Billionaires Project

Exploratory data analysis

library(tidyverse)
── Attaching packages ─────────────────────────────────────── tidyverse 1.3.2 ──
✔ ggplot2 3.4.0     ✔ purrr   1.0.0
✔ tibble  3.2.1     ✔ dplyr   1.1.2
✔ tidyr   1.2.1     ✔ stringr 1.5.0
✔ readr   2.1.3     ✔ forcats 0.5.2
── Conflicts ────────────────────────────────────────── tidyverse_conflicts() ──
✖ dplyr::filter() masks stats::filter()
✖ dplyr::lag()    masks stats::lag()
billionaire <- read.csv("data/billionaires.csv")

Research question(s)

How are the country of origin, region, industry, wealth accumulation, the way the money was inherited, region of business operation GDP, age of billionaire, and wealth type related to one another and overall for billionaires surveyed in 2001?

Data collection and cleaning

Have an initial draft of your data cleaning appendix. Document every step that takes your raw data file(s) and turns it into the analysis-ready data set that you would submit with your final project. Include text narrative describing your data collection (downloading, scraping, surveys, etc) and any additional data curation/cleaning (merging data frames, filtering, transformations of variables, etc). Include code for data curation/cleaning, but not collection.

billionaire_2001 <- filter(billionaire, year==2001) |>
#create a variable to show when a billionaire founded their company
  mutate(
    age.when.founded.company = ifelse(demographics.age==0 | company.founded==0, NA, demographics.age - (2001-company.founded)), 
#we only want their age if they founded the company 
#(the actual variable wealth.how.was.founder has living founders of companies
#that were founded in the 1800s, so its useless)
    age.when.founded.company = ifelse(str_detect(company.relationship, "founder"), age.when.founded.company,NA),
#filters out same problem as wealth.how.was.founder with impossible founders
    age.when.founded.company = ifelse(age.when.founded.company>0 , age.when.founded.company,NA)
    ) |>
#select relevant columns to make a smaller dataframe
   select(name, demographics.age, location.citizenship, location.gdp, 
         location.region, location.country.code, 
         wealth.worth.in.billions, wealth.how.industry, wealth.how.inherited,
         age.when.founded.company)

#the original data did not include NA values, rather they were legitimate
#looking values that were throwing off analysis, and this fixes that
billionaire_2001$location.region[billionaire_2001$location.region == "0"] <- NA
billionaire_2001$wealth.how.industry[billionaire_2001$wealth.how.industry == "0"] <- NA
billionaire_2001$demographics.age[billionaire_2001$demographics.age == 0] <- NA

#find the number of billionaires in each country
billinregions <- billionaire_2001 |>
  group_by(location.citizenship)|>
  count()|>
  mutate(location.num.billionaires = n)
#add the location.num.billionaires to the original dataframe
billionaire_2001<-left_join(billionaire_2001, billinregions)
Joining with `by = join_by(location.citizenship)`

We found the data frame on the CORGIS data frame website provided to us during the project proposal stage.

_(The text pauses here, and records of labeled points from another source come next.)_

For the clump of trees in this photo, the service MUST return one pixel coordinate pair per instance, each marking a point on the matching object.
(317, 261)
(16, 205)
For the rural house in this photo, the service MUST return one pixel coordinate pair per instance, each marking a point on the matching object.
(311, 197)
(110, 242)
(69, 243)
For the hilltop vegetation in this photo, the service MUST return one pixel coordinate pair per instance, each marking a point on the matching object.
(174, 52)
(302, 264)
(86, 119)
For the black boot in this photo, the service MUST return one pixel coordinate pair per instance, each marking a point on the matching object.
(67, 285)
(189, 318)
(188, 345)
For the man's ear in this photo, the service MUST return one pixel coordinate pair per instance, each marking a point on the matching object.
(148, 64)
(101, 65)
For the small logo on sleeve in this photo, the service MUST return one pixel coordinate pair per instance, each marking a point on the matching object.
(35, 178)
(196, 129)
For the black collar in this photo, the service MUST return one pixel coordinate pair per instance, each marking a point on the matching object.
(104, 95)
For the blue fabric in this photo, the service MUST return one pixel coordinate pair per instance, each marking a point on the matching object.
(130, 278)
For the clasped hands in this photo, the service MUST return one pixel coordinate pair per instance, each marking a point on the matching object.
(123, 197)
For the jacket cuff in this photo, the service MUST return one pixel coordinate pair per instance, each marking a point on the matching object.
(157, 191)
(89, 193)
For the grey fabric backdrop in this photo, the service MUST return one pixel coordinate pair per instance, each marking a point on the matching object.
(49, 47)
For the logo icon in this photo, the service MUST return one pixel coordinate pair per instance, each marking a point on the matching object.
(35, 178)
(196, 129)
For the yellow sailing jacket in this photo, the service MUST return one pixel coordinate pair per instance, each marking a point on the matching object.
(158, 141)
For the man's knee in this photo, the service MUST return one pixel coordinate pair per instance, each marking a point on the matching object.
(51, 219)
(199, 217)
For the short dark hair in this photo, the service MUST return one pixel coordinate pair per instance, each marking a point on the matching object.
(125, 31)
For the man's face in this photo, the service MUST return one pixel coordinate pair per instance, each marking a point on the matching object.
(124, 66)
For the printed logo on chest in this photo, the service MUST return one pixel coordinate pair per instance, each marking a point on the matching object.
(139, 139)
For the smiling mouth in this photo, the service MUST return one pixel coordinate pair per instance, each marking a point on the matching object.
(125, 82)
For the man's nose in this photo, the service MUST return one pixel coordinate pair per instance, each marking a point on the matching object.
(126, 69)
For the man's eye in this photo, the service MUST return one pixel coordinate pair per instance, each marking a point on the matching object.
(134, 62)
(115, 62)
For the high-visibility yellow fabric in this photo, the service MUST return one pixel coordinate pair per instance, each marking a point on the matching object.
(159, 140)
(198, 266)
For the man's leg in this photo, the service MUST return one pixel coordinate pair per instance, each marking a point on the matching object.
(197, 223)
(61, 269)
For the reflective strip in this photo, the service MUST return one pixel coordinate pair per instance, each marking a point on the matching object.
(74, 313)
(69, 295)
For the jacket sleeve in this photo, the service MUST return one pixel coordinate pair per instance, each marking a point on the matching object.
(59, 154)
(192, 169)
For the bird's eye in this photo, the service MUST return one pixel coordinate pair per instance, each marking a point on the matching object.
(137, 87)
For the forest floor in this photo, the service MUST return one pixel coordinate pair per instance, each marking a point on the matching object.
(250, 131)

We downloaded it as a CSV file and then uploaded it into our project proposal.

We decided to filter this by year to make the data easier to understand because the multiple years of data collection would have confused numerical factors like age and GDP. We chose 2001 because the GDP was missing for many of the rows in 2014. We also decided to select only the necessary rows to make processing the data more efficient. We introduced N/A values into the data frame, where previously there were “0” values, which indicated N/A, but would not be recognized by R when we begin to do analysis.

Data description

  • What are the observations (rows) and the attributes (columns)?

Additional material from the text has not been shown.